Ireland forwards coach Paul O’Connell has admitted Andrew Porter will be a significant loss after the versatile prop was ruled out of the remaining rounds of the Guinness Six Nations with an ankle injury.
Having spent the majority of his international career in the tighthead position, this season has seen Porter switch back to the loosehead side and establishing himself as first choice in that role for Leinster and Ireland.
Last Sunday’s game against Italy marked his third consecutive start in this year’s Six Nations, but the injured forced him to be replaced by Munster’s Dave Kilcoyne, early in the second half.
Speaking about Porter’s absence for the upcoming clashes with England and Scotland, O’Connell said: “There’ll be no adjustments really to the game-plan, but he’s a big loss.
“He’s the modern prop forward, he’s obviously an excellent scrummager on both sides of the scrum. He’s ball carrying for us, he’s defending for us, he’s a really good poacher as well.

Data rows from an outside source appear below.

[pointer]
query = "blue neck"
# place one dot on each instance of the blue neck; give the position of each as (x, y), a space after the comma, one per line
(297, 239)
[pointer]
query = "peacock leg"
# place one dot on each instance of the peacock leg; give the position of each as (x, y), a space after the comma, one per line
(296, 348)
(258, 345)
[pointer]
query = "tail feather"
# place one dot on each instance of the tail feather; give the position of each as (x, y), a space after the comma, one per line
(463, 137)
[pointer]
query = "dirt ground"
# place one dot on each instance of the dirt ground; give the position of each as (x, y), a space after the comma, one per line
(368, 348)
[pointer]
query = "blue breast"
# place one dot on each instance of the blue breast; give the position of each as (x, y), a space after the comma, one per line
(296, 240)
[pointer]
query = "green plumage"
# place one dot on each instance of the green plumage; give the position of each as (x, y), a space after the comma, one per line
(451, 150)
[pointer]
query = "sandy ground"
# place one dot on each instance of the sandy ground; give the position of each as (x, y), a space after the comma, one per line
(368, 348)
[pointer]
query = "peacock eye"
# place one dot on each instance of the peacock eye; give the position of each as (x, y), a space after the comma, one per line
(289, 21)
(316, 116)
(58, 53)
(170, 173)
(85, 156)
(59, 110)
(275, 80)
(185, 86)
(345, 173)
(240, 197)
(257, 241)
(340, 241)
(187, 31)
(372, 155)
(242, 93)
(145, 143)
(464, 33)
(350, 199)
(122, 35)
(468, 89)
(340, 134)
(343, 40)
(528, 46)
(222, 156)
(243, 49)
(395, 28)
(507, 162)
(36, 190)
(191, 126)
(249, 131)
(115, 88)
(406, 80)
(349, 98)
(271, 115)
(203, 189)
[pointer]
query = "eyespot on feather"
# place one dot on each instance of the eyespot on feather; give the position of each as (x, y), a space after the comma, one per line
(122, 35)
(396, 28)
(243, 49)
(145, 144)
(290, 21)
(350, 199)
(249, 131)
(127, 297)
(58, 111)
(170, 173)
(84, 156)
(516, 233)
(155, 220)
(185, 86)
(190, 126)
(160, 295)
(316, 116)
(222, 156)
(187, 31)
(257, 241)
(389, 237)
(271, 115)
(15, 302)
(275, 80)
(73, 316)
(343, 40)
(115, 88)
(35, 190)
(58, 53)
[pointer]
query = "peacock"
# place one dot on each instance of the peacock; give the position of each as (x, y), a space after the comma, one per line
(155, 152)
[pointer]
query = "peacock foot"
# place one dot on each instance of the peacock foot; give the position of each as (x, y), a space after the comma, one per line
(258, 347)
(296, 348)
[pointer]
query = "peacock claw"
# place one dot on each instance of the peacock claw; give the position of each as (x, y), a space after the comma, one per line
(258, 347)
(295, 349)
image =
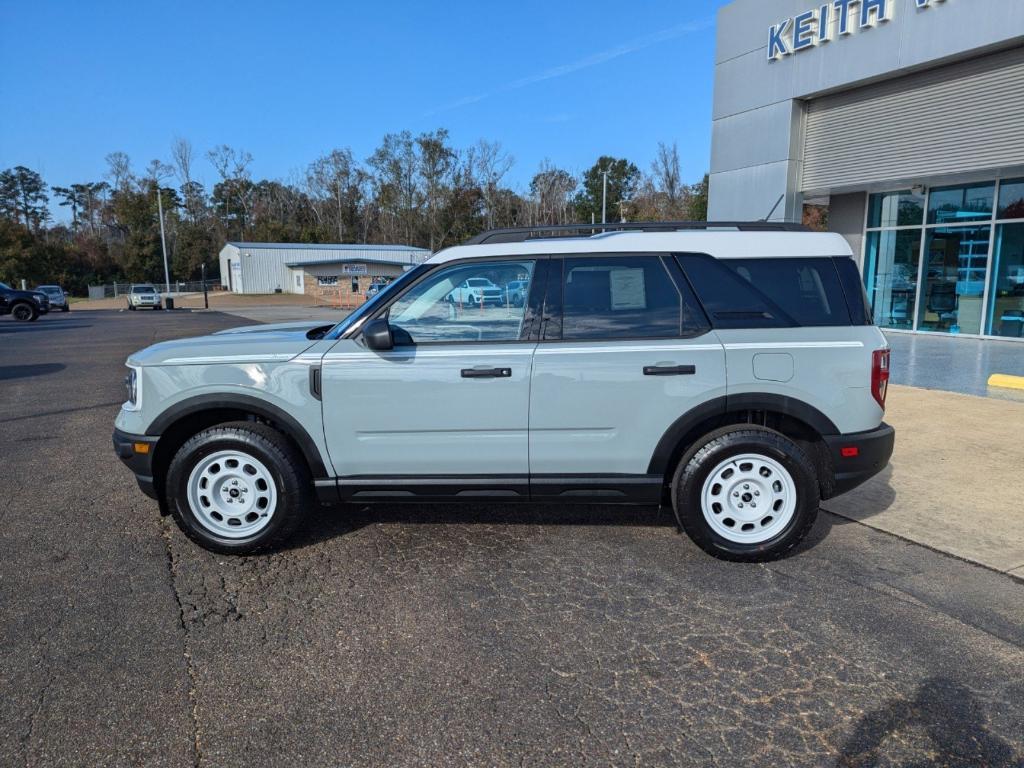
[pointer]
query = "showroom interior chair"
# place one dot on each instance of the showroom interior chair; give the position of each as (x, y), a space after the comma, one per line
(942, 301)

“Great man to get penalties, to get turnovers at the ruck. He’s no-nonsense as well. As a coach, he just gets on with it. He’s very easy to work with and very easy to deal with. He’ll be a big loss.
“His benching will probably go through the roof in this period, which he’ll be delighted with! He’s a big loss for us, but the way we’ve been training, a lot of the changes have been seamless enough and have been easy enough.
“Hopefully it continues that way. Obviously Cian (Healy) and Dave Kilcoyne are with us at the moment, and we’ll have a look at the guys over the weekend. See if we can bring someone in.”
What gives O’Connell added confidence that the pack’s high standards will be maintained without Porter is seeing how well Ryan Baird performed in the 57-6 bonus point victory over the Italians last weekend.
With James Ryan and Iain Henderson both missing out on selection for different reasons, 22-year-old lock Baird stepped up to start alongside Tadhg Beirne and responded with a charge-down try in a productive performance.
“I thought he (Baird) did really well. He waited for his chances to come and he took them when they came. He was excellent at set-piece, he had a great steal in the lineout early on.
“Unfortunately it bounced back into an Italian player’s hands. He was obviously high in one tackle, he needs to drop his height a little bit. He was doing a little bit of work on that today after training.
“It’s normally a really good skill of his, he’s normally a really good low tackler, but he was really good. He managed it really well.
Sometimes players can get a bit of anxiety when they haven’t experienced what other guys have. Ryan was very relaxed going into the game. Full of enthusiasm and he really delivered for us.
“It’s a credit to James (Ryan), Tadhg (Beirne) and Iain (Henderson), how they run the lineout. Stuff that we do, they do a lot of walk throughs.
“They try and make life as easy as possible for guys because we’ve had a bit of a history of losing guys late coming into games. We were just very confident that he would be able to deliver on what he was able to do.”
Sitting second in the table behind France, Ireland will be aiming to keep their Championship aspirations alive by getting the better of England at Twickenham on Saturday week.
If they are to claim the scalp of Eddie Jones’ men in London, then Ireland will be looking to avoid a repeat of the disappointing start that they endured against the French in round two.
Les Bleus built a 10-point cushion within seven minutes of the kick-off that night, and while Ireland immediately fired back with a terrific individual try from Mack Hansen, they were chasing the game from the outset.
“Everyone wants to start well. Unfortunately both teams can’t get a 10-point lead! We did some things early on in that game (against France) which gave them access. Things which were in our control,” highlighted O’Connell.
“That’s a great thing as a coach. If you look at a game sometimes and you look at things that you’re struggling to solve or struggling to figure out, it can be tricky.
“In the start of that game we exited poorly. We had a really good kick-off take from Tadhg Beirne, we exited with a poor kick and then we let them take a quick lineout.
It was nothing special after that, it was a lovely pass on the inside from (Romain) Ntamack. Then the ruck penalty we gave away was all in our control as well.
“That’s 10-0, and 10-0 away from home is a long way to come back. Particularly against a side like France and particularly against a side like England in Twickenham.
“It’s an important part of the game. It’s one we’ll always be trying to get right. If you can get a lead early on, it puts you in a great place.”